Graphene-Based Tracking System Could Streamline Autonomous Vision

A real-time 3D tracking system developed at the University of Michigan may one day replace lidar and cameras in autonomous technologies. The system combines transparent graphene-based light detectors and advanced neural networks to sense and image scenes in three dimensions.

The graphene photodetectors, developed by Zhaohui Zhong, associate professor of electrical and computer engineering, were modified to absorb only about 10% of the light to which they are exposed, which makes them nearly transparent. Due to graphene’s high sensitivity to light, that percentage is sufficient to generate images that can be reconstructed through computational imaging.

“One way to make transparent detectors is to make the absorbing material thin, usually below tens of nanometers,” Dehui Zhang, a doctoral student in electrical and computer engineering, told Photonics Media. “The trade-off is less absorption and weaker response.”

A graphene-based transparent photodetector array (acting as two layers of sensors in a camera) measures the focal stack images of a point object simulated by focusing a green laser beam onto a small spot in front of the lens inside. Courtesy of Robert Coelius/Michigan Engineering, Communications, and Marketing.

Traditional image sensors based on silicon and III-V materials, Zhang explained, target high absorption to maximize response, and are therefore not transparent.

“We solve the problem by using atomically thin 2D materials to fabricate phototransistors,” Zhang continued. “The photoconductive gain amplifies the small signal from the weak absorption, which enables a large response and high transparency simultaneously.”

The photodetectors in the new design are stacked behind one another, creating a compact system with each layer focused at a different focal plane to enable 3D imaging.

“The in-depth combination of graphene nanodevices and machine learning algorithms can lead to fascinating opportunities in both science and technology,” Zhang said. “Our system combines computational power efficiency, fast tracking speed, compact hardware, and a lower cost compared with several other solutions.”

In addition to 3D imaging, the researchers also used the system for real-time motion tracking, critical to a variety of autonomous robot applications. To do this, they had to find a way to determine the position and orientation of an object being tracked. Typically this is done with lidar and light-field cameras, both with significant limitations, the researchers said. Other approaches use metamaterials or multiple cameras.

“The speed can be fast given the small data size of focal stack images and the short inference time of neural networks using GPU,” Zhang told Photonics Media.

The technology possesses certain advantages over other modalities, which themselves have particular strengths and weaknesses, Zhang said; lidar, for example, requires active illumination, which results in extra power consumption, complexity, and safety concerns.
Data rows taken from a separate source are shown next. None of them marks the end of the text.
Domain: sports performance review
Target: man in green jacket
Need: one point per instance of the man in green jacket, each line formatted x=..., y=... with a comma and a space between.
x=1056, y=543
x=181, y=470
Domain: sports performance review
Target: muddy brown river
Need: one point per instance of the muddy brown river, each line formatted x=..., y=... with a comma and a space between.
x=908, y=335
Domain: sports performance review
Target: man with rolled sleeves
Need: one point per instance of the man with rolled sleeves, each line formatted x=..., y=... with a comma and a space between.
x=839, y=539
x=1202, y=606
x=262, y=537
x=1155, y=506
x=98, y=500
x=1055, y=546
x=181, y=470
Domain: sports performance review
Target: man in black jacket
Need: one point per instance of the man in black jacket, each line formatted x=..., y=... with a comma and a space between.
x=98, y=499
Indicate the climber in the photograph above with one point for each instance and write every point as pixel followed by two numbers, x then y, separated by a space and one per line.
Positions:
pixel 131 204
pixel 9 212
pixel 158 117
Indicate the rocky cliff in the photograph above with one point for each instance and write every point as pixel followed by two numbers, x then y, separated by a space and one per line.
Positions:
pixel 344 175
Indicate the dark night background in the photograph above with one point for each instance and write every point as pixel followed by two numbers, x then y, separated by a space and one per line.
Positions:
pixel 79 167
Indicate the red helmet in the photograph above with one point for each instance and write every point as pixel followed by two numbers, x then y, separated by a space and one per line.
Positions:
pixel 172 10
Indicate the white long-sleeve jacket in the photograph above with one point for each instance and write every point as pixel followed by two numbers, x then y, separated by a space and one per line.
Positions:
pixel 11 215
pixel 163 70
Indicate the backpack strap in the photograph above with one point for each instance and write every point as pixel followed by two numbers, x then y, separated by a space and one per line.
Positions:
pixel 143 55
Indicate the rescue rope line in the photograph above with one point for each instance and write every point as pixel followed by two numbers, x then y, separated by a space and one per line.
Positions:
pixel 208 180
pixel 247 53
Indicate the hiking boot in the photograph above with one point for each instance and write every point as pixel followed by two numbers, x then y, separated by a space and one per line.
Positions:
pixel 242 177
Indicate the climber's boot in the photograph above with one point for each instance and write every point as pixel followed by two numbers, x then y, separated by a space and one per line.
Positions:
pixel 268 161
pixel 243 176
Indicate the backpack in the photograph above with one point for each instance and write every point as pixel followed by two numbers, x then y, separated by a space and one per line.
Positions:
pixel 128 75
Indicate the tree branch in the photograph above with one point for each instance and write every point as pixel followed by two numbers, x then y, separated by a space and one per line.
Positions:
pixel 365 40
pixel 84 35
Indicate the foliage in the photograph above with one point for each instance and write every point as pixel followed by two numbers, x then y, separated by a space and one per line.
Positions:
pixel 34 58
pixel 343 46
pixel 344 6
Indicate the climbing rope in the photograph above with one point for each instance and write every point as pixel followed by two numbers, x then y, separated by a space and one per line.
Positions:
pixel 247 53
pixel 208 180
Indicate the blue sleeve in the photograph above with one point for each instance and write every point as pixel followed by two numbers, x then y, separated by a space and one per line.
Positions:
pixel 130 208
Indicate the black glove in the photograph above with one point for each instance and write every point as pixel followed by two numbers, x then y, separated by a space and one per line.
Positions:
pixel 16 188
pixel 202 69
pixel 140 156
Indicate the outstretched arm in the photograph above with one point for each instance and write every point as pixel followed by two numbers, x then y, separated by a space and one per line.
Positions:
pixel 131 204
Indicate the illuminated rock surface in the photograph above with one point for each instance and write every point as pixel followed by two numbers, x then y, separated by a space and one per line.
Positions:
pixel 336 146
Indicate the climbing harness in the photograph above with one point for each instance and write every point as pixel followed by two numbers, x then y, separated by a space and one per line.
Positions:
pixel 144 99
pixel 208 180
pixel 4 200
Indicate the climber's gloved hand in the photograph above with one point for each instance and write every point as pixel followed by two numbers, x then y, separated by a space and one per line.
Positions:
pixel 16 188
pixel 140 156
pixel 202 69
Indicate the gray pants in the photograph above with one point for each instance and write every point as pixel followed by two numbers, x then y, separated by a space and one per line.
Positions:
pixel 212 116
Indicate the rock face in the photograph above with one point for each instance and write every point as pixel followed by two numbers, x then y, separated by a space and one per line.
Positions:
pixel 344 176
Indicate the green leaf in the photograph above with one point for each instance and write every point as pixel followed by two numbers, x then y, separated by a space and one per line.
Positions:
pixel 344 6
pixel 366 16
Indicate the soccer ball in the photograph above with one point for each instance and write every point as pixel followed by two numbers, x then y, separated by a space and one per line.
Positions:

Light-field imaging takes in a great amount detail, though it can bog down speed due to the large amounts of data that has to be processed. Another approach, stereo cameras, can be bulky due to the necessity of multiple cameras.

The team found that the technology could be used for motion tracking with the addition of deep learning algorithms. Doctoral student Zhen Xu helped to bridge the gap between the two fields. Xu built the optical setup and worked with the team to enable a network to decipher positional information.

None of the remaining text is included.